Detrás de la barrera, junto a Pendergast, Hayward veía trabajar a los investigadores. Al final, Pendergast la había convencido de que se hicieran pasar por civiles y no se mezclaran en la investigación, ni revelaran que el muerto había trabajado para ellos.

Hayward había accedido a regañadientes. Reconocer su vinculación con Hudson habría entrañado un reguero interminable de papeles, reuniones y dificultades; habría entorpecido su labor y les habría sometido a la atención de la prensa y de la opinión pública; en resumidas cuentas, habría significado la imposibilidad de encontrar al agresor de Vinnie y al asesino de Hudson, que evidentemente eran la misma persona.

—No lo entiendo —dijo Hayward—. ¿Por qué han matado a Hudson? Nosotros nos hemos entrevistado con un montón de gente, hemos estado dando tumbos y armando jaleo, y él lo único que hacía era consultar información de libre acceso sobre June Brodie.

Pendergast miró el sol con los ojos entornados, sin decir nada.

Hayward apretó los labios y observó la labor del equipo forense, acuclillado en el asfalto caliente. Parecían cangrejos desplazándose despacio por el fondo del mar. De momento lo habían hecho todo bien, meticulosamente, siguiendo las normas al pie de la letra, sin un solo desliz que ella pudiera identificar. Eran profesionales. Aunque tal vez no fuera tan extraño; en Baton Rouge no asesinaban cada día a un hombre a pleno sol frente a un edificio del gobierno.

—Demos un paseo —murmuró Pendergast.

Hayward le siguió entre la gente. Cruzando el amplio césped, rodearon el aparcamiento hacia la esquina del fondo del registro civil. Se pararon delante de unos tejos, primorosamente podados en formas oblongas, como bolos aplastados.

Con una repentina suspicacia, Hayward observó que Pendergast se acercaba a los arbustos.

—Han disparado desde aquí—dijo él.

—¿Cómo lo sabe?

Señaló el suelo alrededor de los tejos, labrado y cubierto de trozos de corteza rastrillados.

—Se ha echado aquí. Esto son las huellas de su bípode.

Hayward escrutó el suelo sin acercarse mucho. Al final, no sin dificultad, reconoció dos marcas casi invisibles, de cortezas apartadas.

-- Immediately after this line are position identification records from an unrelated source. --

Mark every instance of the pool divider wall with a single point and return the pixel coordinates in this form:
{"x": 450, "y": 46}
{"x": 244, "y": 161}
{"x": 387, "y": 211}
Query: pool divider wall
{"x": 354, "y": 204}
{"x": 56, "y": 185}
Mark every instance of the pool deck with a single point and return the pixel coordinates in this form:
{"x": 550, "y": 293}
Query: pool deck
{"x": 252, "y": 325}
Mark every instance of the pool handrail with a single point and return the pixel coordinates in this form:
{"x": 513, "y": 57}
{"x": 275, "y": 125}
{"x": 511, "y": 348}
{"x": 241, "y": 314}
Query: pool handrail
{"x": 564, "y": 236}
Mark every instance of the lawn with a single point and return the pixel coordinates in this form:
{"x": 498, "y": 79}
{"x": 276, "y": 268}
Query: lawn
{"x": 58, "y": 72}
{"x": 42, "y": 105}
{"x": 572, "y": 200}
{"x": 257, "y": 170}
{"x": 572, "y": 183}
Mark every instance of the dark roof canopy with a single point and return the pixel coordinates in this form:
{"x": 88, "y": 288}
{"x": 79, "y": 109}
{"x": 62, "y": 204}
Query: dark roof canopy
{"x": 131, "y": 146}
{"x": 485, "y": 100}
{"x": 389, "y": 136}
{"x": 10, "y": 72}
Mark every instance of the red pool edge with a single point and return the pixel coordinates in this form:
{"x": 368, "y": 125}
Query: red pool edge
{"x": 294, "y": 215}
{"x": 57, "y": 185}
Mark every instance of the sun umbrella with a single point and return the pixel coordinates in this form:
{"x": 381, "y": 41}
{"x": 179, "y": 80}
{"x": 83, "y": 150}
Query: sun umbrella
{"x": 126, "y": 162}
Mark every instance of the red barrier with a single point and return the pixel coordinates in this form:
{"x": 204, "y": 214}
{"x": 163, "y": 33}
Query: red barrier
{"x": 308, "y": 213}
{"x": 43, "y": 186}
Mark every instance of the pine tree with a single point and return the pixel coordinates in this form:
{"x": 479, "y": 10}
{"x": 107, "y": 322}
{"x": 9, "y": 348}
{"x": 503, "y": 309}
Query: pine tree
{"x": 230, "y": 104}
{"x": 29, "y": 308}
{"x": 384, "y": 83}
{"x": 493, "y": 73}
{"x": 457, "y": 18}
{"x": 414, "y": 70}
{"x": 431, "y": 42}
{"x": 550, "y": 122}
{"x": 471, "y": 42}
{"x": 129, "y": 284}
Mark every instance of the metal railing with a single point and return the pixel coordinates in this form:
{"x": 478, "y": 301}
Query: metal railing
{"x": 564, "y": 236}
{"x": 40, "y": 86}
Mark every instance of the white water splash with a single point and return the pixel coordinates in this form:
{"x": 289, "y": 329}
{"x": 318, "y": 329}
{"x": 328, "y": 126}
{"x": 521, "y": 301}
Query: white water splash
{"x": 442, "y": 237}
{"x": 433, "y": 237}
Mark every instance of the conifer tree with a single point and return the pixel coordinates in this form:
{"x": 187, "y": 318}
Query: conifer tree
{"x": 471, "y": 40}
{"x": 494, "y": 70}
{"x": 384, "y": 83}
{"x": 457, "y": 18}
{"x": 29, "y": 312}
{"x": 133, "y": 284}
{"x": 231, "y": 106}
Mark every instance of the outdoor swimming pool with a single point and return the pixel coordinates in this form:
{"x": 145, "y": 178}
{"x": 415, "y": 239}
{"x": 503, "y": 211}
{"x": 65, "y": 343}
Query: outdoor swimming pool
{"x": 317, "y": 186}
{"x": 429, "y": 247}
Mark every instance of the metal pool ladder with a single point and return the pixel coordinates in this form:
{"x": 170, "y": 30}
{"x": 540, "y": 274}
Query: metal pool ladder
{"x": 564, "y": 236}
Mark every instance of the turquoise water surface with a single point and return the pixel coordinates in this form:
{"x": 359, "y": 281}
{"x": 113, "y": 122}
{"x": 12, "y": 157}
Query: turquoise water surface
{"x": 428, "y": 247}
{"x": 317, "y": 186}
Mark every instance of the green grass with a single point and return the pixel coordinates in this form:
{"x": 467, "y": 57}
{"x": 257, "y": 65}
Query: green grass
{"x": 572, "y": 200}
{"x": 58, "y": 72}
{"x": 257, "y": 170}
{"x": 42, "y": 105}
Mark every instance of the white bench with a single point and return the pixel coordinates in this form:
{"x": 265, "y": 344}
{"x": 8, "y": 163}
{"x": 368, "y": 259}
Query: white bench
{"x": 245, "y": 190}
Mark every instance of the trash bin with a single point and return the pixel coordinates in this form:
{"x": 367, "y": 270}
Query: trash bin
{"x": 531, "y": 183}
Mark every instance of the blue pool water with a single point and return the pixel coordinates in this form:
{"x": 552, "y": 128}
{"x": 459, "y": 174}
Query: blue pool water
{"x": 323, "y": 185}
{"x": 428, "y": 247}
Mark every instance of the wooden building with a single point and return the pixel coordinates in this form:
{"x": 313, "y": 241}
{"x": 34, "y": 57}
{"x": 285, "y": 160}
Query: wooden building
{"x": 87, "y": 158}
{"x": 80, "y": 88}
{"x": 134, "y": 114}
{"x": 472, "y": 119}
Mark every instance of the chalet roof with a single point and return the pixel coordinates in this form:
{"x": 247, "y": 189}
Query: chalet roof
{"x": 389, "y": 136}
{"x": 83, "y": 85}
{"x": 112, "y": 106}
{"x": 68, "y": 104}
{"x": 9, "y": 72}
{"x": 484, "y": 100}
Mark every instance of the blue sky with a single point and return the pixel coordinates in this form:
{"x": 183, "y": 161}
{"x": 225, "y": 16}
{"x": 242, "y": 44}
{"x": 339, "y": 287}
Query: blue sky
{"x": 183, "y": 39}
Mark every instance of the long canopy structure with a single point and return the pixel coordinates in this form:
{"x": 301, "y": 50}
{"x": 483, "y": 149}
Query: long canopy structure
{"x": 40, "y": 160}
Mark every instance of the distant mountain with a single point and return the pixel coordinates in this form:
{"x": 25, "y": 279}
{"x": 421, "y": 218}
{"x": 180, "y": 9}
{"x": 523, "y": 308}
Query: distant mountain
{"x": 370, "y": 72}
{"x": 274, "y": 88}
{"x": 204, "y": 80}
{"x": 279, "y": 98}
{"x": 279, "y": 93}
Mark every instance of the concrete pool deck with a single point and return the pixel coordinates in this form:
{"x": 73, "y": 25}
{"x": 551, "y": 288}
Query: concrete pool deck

—Es admirable la imaginación que llega a tener, Pendergast. Para empezar, ¿cómo sabe que han disparado desde aquí? La policía parece convencida de que la bala ha llegado de otra dirección.

Casi toda la actividad policial se había centrado en la calle.

—Por la posición del sombrero. La fuerza del disparo ha echado a un lado la cabeza de la víctima, pero lo que ha arrojado el sombrero ha sido el rebote de los músculos del cuello.

Hayward puso los ojos en blanco.

—Un poco rebuscado, ¿no le parece?

Pero Pendergast no la escuchaba. Se estaba alejando por el césped, más rápido que antes. A Hayward le costó alcanzarle.

Aloysius recorrió los cuatrocientos metros de terreno, hacia el aparcamiento. Abriéndose camino con destreza entre la gente, llegó hasta la barrera. Sus ojos plateados volvieron a entornarse para escudriñar los innumerables coches aparcados, con el sol de cara. En sus manos aparecieron unos prismáticos pequeños, con los que miró a su alrededor.